For any sort of MSK pain, we’d always recommend seeing a Physical Therapist first to get expert advice on the root cause of your injury.
There are a few different ways you can progress hip airplanes.
Firstly, you can try and lean further forward. This will require more balance and ultimately make the exercise harder.
Similarly, you could also adopt a slower tempo or increase the number of reps, so your muscles are under tension for longer. This can help improve muscular endurance and help you maintain control and stability, even when your muscles are tiring.
Another innovative way to progress the movement is to do it on a balance pad. This will create instability under your foot, so it will require your stabilizing leg to work much harder. Again, this will demonstrate a really high level of muscular control if you are able to do this successfully.
You could also add resistance… although this movement isn’t designed for progressive overload training, so holding heavy dumbbells is perhaps losing sight on what you’re trying to achieve.

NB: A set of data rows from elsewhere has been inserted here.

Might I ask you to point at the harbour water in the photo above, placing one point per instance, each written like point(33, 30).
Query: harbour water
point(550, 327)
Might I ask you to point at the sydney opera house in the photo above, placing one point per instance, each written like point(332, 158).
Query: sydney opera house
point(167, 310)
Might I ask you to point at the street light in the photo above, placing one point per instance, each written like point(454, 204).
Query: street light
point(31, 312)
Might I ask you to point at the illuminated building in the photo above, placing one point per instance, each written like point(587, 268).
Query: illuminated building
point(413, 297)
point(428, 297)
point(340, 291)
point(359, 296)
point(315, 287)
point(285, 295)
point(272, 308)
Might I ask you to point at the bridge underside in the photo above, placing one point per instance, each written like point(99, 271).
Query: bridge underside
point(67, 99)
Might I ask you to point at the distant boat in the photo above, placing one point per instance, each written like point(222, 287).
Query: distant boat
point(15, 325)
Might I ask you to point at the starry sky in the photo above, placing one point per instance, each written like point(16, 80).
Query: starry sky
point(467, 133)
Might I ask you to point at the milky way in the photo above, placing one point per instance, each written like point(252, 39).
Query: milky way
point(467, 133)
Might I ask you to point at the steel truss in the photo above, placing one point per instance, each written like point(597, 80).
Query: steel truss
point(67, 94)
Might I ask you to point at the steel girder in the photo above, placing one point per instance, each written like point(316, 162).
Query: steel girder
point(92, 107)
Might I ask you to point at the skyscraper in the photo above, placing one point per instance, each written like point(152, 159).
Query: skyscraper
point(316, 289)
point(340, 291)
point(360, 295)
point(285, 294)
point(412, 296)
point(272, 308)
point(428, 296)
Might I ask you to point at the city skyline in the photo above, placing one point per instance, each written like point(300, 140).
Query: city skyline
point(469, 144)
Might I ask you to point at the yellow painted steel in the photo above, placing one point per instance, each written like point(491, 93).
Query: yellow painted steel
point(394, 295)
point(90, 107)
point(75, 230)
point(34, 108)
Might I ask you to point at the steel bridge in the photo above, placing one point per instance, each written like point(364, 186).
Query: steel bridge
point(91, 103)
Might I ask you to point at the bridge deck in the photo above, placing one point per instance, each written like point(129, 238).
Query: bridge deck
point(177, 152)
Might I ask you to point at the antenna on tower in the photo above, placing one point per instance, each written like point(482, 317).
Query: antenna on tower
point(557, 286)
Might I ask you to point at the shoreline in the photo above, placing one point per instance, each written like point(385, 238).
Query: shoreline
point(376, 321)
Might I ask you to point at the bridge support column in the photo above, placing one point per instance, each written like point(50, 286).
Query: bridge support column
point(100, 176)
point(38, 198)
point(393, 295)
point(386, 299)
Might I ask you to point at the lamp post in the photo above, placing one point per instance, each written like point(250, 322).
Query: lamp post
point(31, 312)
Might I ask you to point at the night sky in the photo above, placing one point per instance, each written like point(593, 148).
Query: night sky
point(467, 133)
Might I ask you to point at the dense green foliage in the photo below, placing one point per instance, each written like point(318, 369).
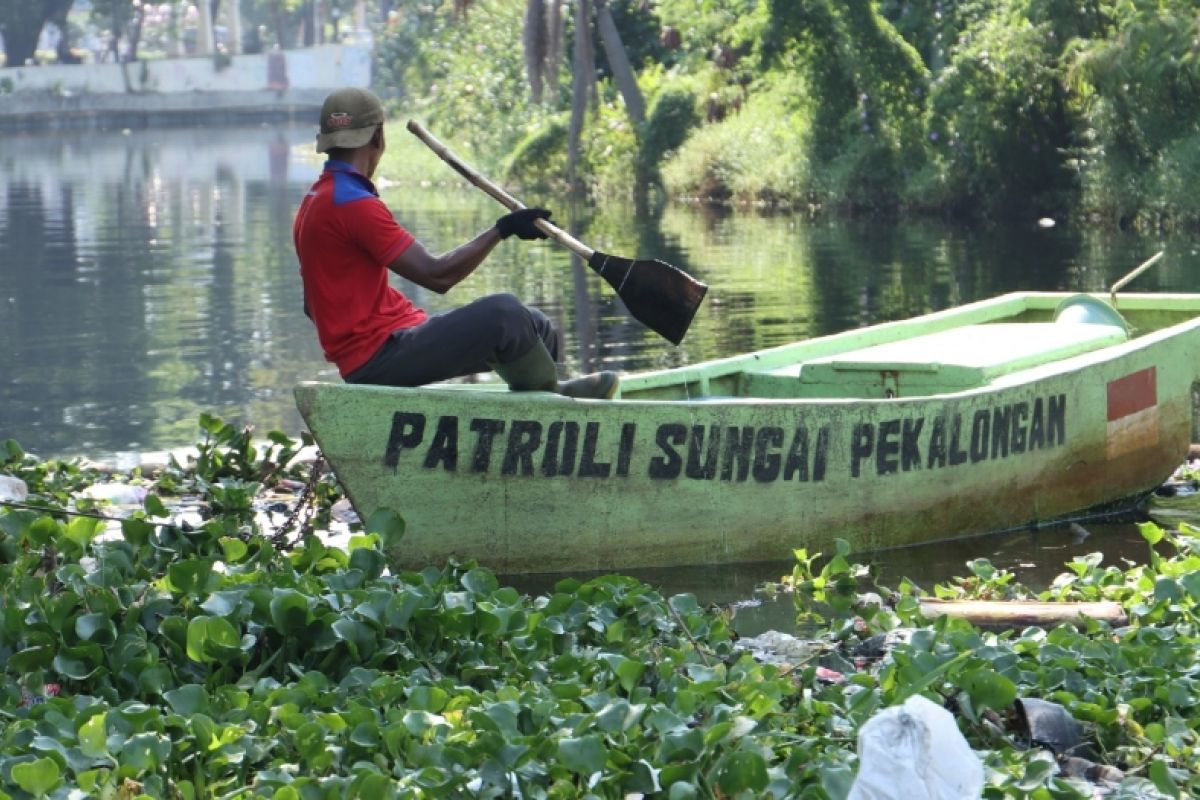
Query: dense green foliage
point(150, 656)
point(978, 108)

Nevertheless, there have been some interesting studies and demonstrations that use a resistance band attached around the knee to further engage the muscles as you perform the exercise.
Hip Airplane Alternatives
Fire Hydrant Exercise
The Fire Hydrant exercise is a quadruped movement that involves lifting your leg out to the side. This requires external hip rotation, without the need to balance on one leg, so it might be preferrable for beginners.

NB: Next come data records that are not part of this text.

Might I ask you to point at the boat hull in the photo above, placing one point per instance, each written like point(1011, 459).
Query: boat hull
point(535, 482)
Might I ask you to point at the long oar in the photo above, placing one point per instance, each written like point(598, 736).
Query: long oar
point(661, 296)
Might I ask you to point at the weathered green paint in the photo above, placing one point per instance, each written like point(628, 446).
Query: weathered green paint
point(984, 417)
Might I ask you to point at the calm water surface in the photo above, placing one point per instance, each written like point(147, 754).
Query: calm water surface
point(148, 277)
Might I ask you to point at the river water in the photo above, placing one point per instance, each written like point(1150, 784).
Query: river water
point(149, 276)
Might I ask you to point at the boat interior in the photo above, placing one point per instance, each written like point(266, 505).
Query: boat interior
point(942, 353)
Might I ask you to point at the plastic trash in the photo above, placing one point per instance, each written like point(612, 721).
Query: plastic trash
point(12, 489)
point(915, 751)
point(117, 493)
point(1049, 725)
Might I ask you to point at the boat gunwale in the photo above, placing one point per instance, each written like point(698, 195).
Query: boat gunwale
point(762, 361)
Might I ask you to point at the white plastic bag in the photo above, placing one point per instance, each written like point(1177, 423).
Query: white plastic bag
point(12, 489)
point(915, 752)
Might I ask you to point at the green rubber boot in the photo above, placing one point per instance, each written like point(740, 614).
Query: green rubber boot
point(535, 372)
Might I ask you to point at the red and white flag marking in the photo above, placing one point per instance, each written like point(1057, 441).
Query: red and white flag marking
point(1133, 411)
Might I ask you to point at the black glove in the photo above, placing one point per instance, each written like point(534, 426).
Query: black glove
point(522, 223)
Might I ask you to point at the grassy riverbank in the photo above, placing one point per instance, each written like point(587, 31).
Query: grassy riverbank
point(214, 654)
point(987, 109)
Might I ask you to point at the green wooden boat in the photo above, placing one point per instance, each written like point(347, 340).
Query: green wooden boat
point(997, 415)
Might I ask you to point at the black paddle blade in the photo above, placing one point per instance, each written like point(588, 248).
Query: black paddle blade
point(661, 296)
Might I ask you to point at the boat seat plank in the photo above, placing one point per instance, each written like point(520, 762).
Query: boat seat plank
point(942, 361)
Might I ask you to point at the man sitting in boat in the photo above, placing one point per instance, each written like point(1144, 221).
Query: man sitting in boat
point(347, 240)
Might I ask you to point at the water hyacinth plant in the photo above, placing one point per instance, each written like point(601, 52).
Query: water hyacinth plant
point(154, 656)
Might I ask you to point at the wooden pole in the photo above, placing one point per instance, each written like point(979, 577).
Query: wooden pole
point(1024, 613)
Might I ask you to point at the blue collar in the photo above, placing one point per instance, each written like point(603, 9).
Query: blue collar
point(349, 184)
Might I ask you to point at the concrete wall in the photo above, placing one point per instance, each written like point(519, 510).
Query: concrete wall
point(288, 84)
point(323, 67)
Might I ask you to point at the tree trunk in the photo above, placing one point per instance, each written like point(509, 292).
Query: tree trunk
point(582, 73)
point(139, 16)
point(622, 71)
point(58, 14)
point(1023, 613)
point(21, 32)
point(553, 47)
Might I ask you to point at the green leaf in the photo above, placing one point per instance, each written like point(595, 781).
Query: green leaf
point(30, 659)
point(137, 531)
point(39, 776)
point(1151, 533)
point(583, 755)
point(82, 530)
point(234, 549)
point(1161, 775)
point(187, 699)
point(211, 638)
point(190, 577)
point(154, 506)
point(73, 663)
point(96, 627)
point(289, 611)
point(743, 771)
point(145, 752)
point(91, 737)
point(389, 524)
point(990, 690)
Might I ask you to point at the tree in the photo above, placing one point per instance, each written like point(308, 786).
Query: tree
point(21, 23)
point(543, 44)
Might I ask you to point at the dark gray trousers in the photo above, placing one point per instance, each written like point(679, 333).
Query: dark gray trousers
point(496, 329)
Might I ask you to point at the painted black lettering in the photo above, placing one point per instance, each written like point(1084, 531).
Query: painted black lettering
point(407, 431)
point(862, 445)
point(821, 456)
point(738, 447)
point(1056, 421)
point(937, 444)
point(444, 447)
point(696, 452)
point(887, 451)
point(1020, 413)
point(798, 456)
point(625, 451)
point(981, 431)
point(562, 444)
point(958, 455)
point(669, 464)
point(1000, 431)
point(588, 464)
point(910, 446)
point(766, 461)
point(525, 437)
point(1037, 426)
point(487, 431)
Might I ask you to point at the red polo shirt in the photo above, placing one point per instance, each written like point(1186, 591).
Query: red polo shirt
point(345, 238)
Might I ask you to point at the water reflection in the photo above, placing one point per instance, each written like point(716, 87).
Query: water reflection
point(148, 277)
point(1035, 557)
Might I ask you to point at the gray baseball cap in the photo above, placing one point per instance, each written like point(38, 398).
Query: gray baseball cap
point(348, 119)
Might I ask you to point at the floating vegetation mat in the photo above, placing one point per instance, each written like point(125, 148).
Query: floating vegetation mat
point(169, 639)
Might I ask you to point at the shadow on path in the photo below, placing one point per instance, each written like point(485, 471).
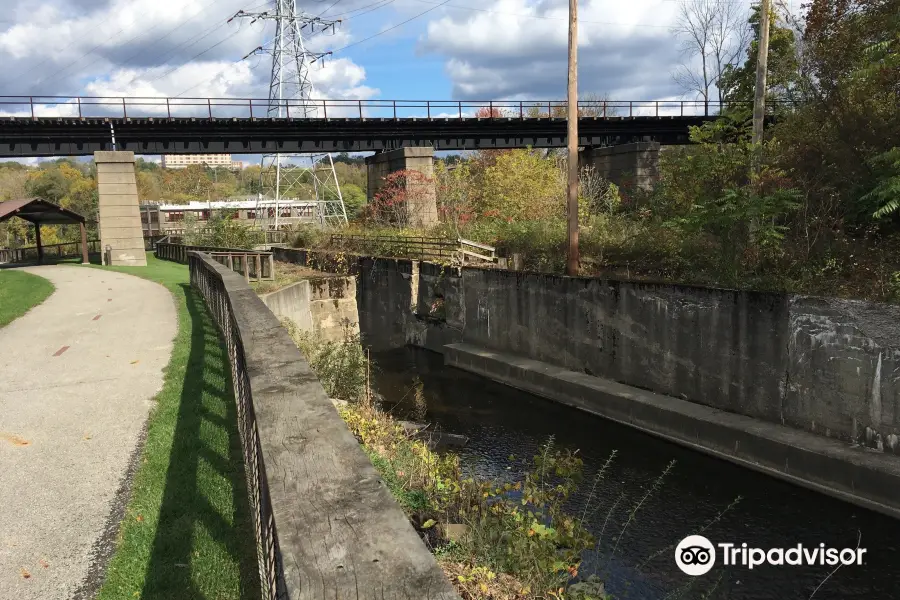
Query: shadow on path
point(205, 516)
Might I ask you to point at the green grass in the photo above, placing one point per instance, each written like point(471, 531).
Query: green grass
point(187, 531)
point(19, 293)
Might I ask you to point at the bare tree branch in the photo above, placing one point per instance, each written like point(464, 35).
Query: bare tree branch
point(713, 35)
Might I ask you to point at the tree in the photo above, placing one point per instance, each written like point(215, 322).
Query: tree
point(737, 81)
point(354, 199)
point(49, 184)
point(713, 36)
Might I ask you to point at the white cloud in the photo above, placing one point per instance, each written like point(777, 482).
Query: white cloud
point(152, 48)
point(517, 49)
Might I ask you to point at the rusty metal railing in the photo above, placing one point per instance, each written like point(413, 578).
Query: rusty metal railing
point(209, 281)
point(37, 107)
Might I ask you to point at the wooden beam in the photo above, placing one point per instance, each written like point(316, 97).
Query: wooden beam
point(37, 239)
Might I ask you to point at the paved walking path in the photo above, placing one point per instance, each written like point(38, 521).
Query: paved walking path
point(77, 376)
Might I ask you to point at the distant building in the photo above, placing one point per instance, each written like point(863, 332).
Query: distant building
point(180, 161)
point(161, 219)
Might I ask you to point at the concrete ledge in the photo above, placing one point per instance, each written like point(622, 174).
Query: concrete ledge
point(863, 477)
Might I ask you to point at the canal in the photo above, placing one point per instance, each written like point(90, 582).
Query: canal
point(734, 504)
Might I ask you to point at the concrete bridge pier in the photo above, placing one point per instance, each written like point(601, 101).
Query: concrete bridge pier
point(422, 205)
point(121, 236)
point(633, 166)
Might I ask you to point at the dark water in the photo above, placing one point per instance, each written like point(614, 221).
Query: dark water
point(501, 421)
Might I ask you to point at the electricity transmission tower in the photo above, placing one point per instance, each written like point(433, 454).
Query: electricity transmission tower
point(290, 94)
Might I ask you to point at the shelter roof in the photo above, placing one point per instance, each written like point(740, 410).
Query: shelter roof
point(37, 210)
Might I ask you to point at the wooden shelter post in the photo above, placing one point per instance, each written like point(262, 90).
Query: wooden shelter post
point(37, 239)
point(84, 259)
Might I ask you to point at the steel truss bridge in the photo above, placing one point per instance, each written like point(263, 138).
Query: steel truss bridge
point(73, 126)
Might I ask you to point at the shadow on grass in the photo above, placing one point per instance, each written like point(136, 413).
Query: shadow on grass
point(205, 515)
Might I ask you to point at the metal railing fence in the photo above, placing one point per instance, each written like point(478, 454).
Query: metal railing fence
point(35, 107)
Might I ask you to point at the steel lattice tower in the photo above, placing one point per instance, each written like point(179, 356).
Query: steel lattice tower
point(290, 94)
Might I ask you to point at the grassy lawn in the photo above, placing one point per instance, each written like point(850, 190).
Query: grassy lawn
point(187, 531)
point(285, 274)
point(19, 293)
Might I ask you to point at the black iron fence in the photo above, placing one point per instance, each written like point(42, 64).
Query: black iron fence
point(64, 250)
point(310, 486)
point(211, 283)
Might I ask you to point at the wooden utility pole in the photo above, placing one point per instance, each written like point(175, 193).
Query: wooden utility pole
point(572, 141)
point(759, 99)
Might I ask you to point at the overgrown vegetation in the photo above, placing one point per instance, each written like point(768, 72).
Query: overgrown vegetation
point(813, 209)
point(222, 231)
point(495, 540)
point(72, 184)
point(19, 293)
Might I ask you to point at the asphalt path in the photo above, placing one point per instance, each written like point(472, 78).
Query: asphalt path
point(77, 377)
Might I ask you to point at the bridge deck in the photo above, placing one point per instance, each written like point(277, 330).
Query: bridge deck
point(58, 136)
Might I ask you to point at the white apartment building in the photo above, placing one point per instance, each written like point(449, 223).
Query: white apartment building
point(180, 161)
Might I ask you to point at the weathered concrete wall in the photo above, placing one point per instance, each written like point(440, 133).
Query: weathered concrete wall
point(630, 166)
point(325, 305)
point(843, 370)
point(120, 219)
point(868, 479)
point(422, 211)
point(827, 366)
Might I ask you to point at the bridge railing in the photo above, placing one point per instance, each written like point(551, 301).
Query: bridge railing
point(64, 250)
point(388, 245)
point(309, 484)
point(252, 264)
point(35, 107)
point(277, 236)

Clamshell is another popular exercise in physical therapy and glute workouts due to the effectiveness at improving hip stability.
This movement is also easier to progress as you can attach a resistance band around your thighs as you perform the hip rotation to increase the difficulty.
Like any hip rotation exercise, to do clamshells properly, you need to avoid rotating your torso and focus all your energy into moving the hip in a very controlled manner.
Reclining Pigeon Pose
The reclining pigeon pose involves an external hip rotation and holding that in a stretch. Unlike the regular pigeon pose, the reclining variation is easier on the knees and easier to adapt to your current flexibility and mobility levels.
Working on your internal and external hip rotation will help improve mobility which is important for healthy movement.
The hip airplane is a proven way to help improve this hip rotation, whilst also being an effective way to strengthen the glutes, test your stability and help you avoid hip-related injuries.
Hip airplanes aren’t easy though, so you may want to start with assisted ones to begin with, so you can focus on the rotation at the hips.